Seit einigen Jahren leitet er in Gruppen oder Schulklassen Theaterworkshops, in denen Shakespeare und seine berühmten Werke im Mittelpunkt stehen.
Doch warum gerade Shakespeare? Shakespeare ist doch seit 400 Jahren tot!
Im Jahr 2000 wurde D’Silva zum Kernmitglied des London Shakespeare Workout Gefängnisprojekts, bei dem es darum ging, den Häftlingen britischer Gefängnisse mit Workshops Shakespeare leidenschaftlich näher zu bringen. Er zog persönlich Bilanz aus diesem Projekt: Shakespeare kann Gedanken freisetzen, inspirieren und einem die Tür öffnen für viele Möglichkeiten. Mit der Zeit wurde er ein richtiger Fan. „Shakespeare ist der größte Autor aller Zeiten“, findet Julius D’Silva. An seinem Gefühl und seiner Leidenschaft für Shakespeare möchte Julius D’Silva Schülerinnen und Schüler gerne teilhaben lassen.
„Was wir heute machen, ist nicht irgendein Unsinn, es sind professionelle Theaterübungen“, versprach er eingehend voller Stolz. Diese Übungen machen auch die bekannten englischen Schauspieler. Und dann ging es direkt mit ein paar Aufwärmübungen los, bevor wir an den Text von Shakespeare herangingen.
Die Zettel teilte D’Silva uns nicht jedem einzeln aus, wie wir es aus dem Unterricht mit Frau Reiners gewohnt waren, sondern schmiss den Stapel einmal in die Mitte des Raumes. „So hat jeder schneller ein Blatt“, erklärte er mit einem zufriedenen Lächeln. Frau Reiners nahm sich persönlich vor: „Das werde ich ab jetzt such so machen!“.
Der Prolog von Shakespeares wohl bekanntestem Drama „Romeo und Julia“ ist ein Sonett, mit einem ganz besonderen Rythmus. Für diesen Rythmus wollte Julius uns ein Gefühl geben. Wir stampften und schnipsten diesen Rythmus. Zunächst ungleichmäßig, später im Einklang. „Denkt nicht zu viel darüber nach, was ihr tut. Fühlt den Rythmus!“, gab uns Julius als Tipp. „Es ist wie das Herzklopfen: da-dam, da-dam, da-dam, da-dam, da-dam“, sagte er. Jede zweite Silbe wird betont.

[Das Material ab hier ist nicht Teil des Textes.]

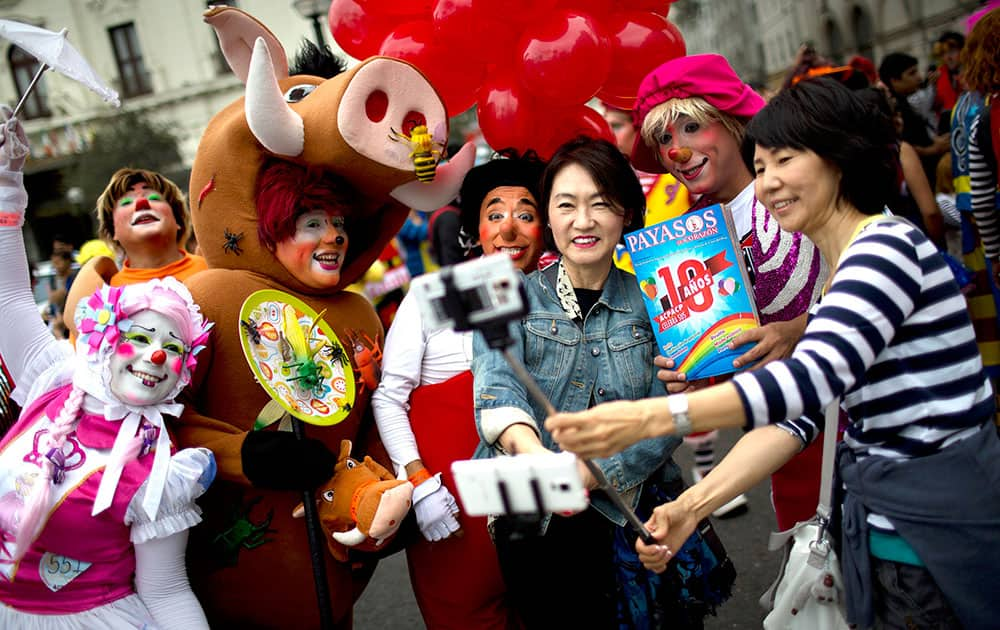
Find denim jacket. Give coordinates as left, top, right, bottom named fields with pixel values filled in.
left=472, top=262, right=682, bottom=527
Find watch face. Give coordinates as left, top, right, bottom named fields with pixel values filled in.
left=667, top=394, right=692, bottom=435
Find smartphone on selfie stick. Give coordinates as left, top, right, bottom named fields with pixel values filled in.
left=410, top=255, right=656, bottom=545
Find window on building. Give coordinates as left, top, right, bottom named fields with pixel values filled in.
left=207, top=0, right=238, bottom=75
left=824, top=18, right=845, bottom=63
left=852, top=4, right=875, bottom=60
left=109, top=22, right=152, bottom=98
left=8, top=45, right=51, bottom=119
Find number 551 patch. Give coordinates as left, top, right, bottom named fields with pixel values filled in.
left=40, top=552, right=91, bottom=592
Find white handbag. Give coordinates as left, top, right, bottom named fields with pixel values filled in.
left=760, top=402, right=850, bottom=630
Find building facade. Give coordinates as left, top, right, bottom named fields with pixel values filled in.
left=673, top=0, right=981, bottom=86
left=0, top=0, right=340, bottom=260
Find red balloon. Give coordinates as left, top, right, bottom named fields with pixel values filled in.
left=557, top=0, right=615, bottom=20
left=616, top=0, right=671, bottom=13
left=597, top=12, right=686, bottom=110
left=328, top=0, right=394, bottom=60
left=477, top=70, right=540, bottom=153
left=536, top=105, right=616, bottom=157
left=359, top=0, right=433, bottom=17
left=380, top=20, right=483, bottom=116
left=480, top=0, right=559, bottom=25
left=432, top=0, right=522, bottom=69
left=516, top=11, right=612, bottom=107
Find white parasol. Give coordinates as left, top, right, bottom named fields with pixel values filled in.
left=0, top=19, right=120, bottom=118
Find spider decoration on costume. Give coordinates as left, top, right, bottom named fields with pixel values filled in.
left=322, top=341, right=350, bottom=369
left=241, top=318, right=262, bottom=345
left=213, top=495, right=276, bottom=567
left=222, top=228, right=244, bottom=256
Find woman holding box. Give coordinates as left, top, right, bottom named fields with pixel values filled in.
left=473, top=136, right=733, bottom=629
left=548, top=79, right=1000, bottom=630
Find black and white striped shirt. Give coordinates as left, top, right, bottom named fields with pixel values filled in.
left=733, top=220, right=994, bottom=461
left=970, top=113, right=1000, bottom=258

Darüber ließen wir den Inhalt des Stücks natürlich keinesfalls außer Acht: Zwei verfeindete Familien, dessen Kinder sich lieben. Auch innerhalb des Elternhauses von Julia bietet diese Sachlage durchaus ein gewisses Streitpotenzial. „Papa Capulet ist sauer, weil Julia nicht den für sie bestimmten Mann heiraten will“, beschreibt D’Silva die Situation.

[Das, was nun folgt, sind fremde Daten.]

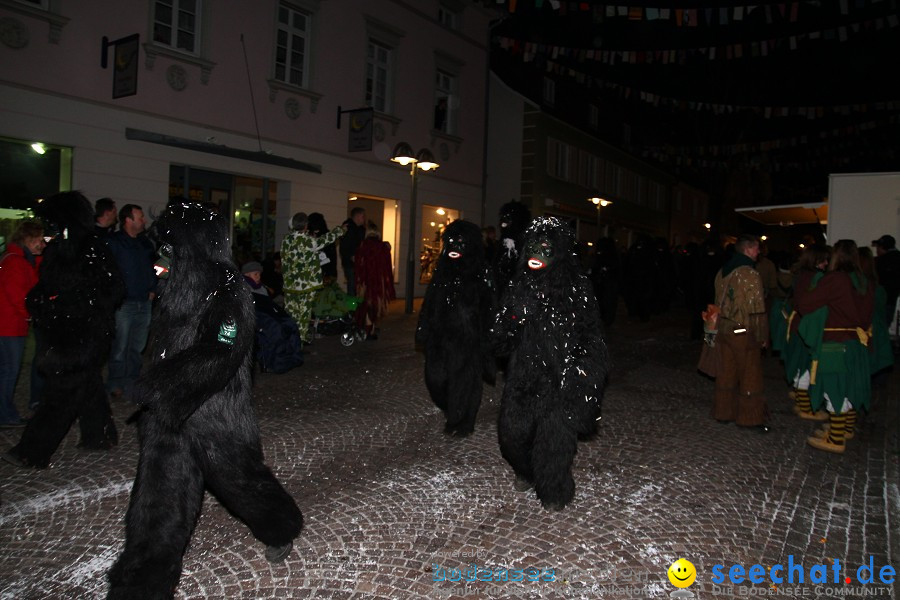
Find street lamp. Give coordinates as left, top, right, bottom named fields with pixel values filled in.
left=391, top=142, right=440, bottom=314
left=588, top=196, right=613, bottom=233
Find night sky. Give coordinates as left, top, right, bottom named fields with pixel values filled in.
left=489, top=0, right=900, bottom=205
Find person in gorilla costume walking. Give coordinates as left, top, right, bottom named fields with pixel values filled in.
left=107, top=201, right=302, bottom=599
left=4, top=191, right=123, bottom=468
left=493, top=216, right=609, bottom=510
left=416, top=220, right=495, bottom=436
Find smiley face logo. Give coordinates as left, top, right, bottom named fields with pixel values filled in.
left=667, top=559, right=696, bottom=588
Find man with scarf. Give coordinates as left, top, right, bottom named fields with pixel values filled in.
left=712, top=234, right=770, bottom=433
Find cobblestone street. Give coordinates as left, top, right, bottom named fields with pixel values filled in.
left=1, top=300, right=897, bottom=600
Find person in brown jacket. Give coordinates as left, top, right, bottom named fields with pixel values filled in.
left=712, top=234, right=770, bottom=433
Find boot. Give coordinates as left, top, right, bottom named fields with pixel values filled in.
left=808, top=413, right=846, bottom=453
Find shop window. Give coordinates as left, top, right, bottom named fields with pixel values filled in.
left=419, top=204, right=459, bottom=284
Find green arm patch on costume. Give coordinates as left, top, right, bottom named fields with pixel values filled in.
left=217, top=319, right=237, bottom=345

Die Streitszene zwischen Julia und ihrem Vater spielten wir ebenfalls nach ein paar vorbereitenden Übungen. Zuerst stellten wir Streitszenen nur mit den Worten „Yes“ und „No“ dar und ohne Worte mimisch und gestisch. Zuletzt legten wir dann den Text von Shakespeare drüber.
Zum Schluss sahen wir uns die Figur Julia und deren Rolle noch etwas genauer an. Jeder von uns bekam einen Zettel, auf dem eine Zeile aus Shakespeares „Romeo und Julia“ stand, die etwas über die Person Julia aussagt. Während wir die Zeile vortrugen, machten wir eine passende Geste in Richtung unserer Julia. Am Ende entstand dann unser Standbild (Foto).
Was für ein Theater! Nach gut zwei Stunden neigte sich der Workshop langsam aber sicher seinem Ende zu, obwohl wir sicher gerne noch ein bisschen mehr Zeit mit Julius verbracht hätten. „Es hat mir sehr viel Spaß gemacht mit euch. Danke für den Enthusiasmus“, schloss D’Silva den Workshop ab. Seine Arbeit und Denkanstöße sowie Inspirationen zu Shakespeare belohnten wir mit tosendem Applaus.